Asthma rates in children in the UK have increased by between two and three times since the 1950s and a similar trend has been noticed in other Western countries. Researchers at the University of Columbia in New York measured the level of two types of phthalates – butylbenzyl and di-n-butyl – in the urine of 300 pregnant women.
The mothers were then given questionnaires when their children were aged five, six, seven, nine and 11 to determine if they had asthma symptoms. The study, published in the journal Environmental Health Perspectives, found that children born to women with the highest levels of butylbenzyl phthalate were 72 per cent more likely to develop asthma.
There are some simple steps families can take. Avoid using plastic containers and as much as you can store your food in glass jars in the fridge’ Those with the highest levels of di-n-butyl phthalate were 78 per cent more at risk compared to women with low levels. Dr Robin Whyatt, of Columbia University, said: ‘These chemicals are very widely used in very high volume and they are not generally listed on labels.
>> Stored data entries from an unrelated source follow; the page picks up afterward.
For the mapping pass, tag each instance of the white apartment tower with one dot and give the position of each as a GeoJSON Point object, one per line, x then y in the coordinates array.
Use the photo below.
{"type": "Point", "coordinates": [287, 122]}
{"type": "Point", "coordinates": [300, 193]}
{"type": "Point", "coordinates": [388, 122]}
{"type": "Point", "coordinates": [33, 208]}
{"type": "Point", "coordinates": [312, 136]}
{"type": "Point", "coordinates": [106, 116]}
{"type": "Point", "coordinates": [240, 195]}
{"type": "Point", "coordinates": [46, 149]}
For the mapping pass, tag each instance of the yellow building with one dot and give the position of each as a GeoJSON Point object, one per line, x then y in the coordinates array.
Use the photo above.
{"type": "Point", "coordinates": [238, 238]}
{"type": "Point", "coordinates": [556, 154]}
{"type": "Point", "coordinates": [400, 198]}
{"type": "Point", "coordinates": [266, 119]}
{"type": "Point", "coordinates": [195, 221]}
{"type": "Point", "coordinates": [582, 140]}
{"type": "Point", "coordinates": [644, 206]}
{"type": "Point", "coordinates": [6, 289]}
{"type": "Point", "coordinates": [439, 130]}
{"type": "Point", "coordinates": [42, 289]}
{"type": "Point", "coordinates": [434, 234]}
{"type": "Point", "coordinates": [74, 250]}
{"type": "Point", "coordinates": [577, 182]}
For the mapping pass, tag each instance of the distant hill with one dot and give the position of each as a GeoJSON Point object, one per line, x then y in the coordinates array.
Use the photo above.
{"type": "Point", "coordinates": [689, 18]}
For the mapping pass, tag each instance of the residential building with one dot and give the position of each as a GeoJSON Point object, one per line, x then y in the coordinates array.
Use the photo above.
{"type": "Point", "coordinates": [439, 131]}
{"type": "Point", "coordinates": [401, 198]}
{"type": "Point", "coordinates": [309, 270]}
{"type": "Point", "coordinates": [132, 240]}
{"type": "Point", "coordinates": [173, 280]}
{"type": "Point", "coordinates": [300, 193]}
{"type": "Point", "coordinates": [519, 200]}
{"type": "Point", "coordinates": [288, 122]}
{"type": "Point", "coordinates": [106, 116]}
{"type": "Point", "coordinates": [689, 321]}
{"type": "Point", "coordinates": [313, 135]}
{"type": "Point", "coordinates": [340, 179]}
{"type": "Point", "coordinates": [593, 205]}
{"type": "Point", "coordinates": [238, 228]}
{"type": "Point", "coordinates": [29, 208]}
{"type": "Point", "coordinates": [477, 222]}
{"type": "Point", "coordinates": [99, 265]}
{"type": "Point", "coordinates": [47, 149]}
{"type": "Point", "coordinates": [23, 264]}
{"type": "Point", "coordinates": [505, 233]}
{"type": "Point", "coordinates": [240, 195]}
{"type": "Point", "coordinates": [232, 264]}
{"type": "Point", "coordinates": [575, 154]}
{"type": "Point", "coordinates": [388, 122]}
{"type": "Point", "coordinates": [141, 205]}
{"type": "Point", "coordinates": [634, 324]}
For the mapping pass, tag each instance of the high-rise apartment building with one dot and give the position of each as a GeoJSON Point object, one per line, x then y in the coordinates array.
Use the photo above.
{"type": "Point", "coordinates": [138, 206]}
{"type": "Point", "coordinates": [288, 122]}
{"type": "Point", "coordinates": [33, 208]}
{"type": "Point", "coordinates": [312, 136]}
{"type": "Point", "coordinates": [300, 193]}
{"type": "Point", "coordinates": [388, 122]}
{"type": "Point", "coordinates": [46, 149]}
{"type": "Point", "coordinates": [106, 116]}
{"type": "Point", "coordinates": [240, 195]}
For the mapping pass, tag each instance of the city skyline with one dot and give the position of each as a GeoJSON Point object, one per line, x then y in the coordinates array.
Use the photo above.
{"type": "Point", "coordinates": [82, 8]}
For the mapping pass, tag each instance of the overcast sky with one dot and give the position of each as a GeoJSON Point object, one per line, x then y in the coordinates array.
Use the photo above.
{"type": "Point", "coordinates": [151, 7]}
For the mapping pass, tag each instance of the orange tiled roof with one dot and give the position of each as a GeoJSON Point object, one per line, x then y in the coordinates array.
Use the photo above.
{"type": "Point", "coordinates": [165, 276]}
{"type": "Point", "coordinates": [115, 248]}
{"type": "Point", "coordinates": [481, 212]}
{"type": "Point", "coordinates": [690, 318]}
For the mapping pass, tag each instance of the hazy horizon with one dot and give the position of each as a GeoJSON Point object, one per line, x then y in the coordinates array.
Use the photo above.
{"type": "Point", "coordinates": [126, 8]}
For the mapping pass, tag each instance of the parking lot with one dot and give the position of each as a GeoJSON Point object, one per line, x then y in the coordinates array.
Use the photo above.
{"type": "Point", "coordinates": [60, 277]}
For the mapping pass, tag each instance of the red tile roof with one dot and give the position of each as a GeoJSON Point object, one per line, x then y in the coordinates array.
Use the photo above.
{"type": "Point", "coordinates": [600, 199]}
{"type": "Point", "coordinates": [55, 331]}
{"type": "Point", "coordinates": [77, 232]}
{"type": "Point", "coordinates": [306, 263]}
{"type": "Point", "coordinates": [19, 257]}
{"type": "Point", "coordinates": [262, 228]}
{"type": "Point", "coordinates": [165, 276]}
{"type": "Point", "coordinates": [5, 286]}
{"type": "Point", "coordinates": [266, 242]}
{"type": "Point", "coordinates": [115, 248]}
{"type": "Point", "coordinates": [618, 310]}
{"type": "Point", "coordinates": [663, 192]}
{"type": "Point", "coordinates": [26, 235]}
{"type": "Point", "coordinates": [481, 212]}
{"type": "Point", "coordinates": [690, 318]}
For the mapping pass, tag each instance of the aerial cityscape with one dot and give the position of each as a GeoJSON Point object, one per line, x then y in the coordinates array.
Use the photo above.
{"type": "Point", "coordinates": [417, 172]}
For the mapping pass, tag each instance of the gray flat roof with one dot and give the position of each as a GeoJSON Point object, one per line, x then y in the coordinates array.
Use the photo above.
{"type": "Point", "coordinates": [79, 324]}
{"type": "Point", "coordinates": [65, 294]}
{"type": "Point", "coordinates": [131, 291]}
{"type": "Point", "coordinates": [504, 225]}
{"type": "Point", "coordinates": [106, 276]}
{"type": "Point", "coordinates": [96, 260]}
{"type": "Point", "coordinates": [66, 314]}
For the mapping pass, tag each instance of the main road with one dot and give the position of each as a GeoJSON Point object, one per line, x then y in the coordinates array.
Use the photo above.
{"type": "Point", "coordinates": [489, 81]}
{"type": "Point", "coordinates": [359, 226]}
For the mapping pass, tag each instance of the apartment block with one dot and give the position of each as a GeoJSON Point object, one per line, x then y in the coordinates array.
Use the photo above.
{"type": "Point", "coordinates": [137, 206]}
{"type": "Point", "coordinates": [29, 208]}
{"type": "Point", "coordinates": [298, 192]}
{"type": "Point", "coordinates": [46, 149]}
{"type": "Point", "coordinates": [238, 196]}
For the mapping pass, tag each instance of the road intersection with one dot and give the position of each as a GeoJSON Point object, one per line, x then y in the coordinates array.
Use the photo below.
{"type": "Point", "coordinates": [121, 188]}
‘There are some simple steps families can take. Avoid using plastic containers and as much as you can store your food in glass jars in the fridge. ‘Never microwave in plastic. It is also worth considering cutting back on using any scented products – cosmetics, perfumes, air fresheners and detergents.’
She also suggested women check their make-up on the internet for phthalates. Around 5.4million Britons have asthma, including 1.1million children, and it causes up to 1,250 deaths a year. Dr Samantha Walker, director of research and policy at the charity Asthma UK, said: ‘It is a complex condition and these new research findings need to be explored in much more detail.’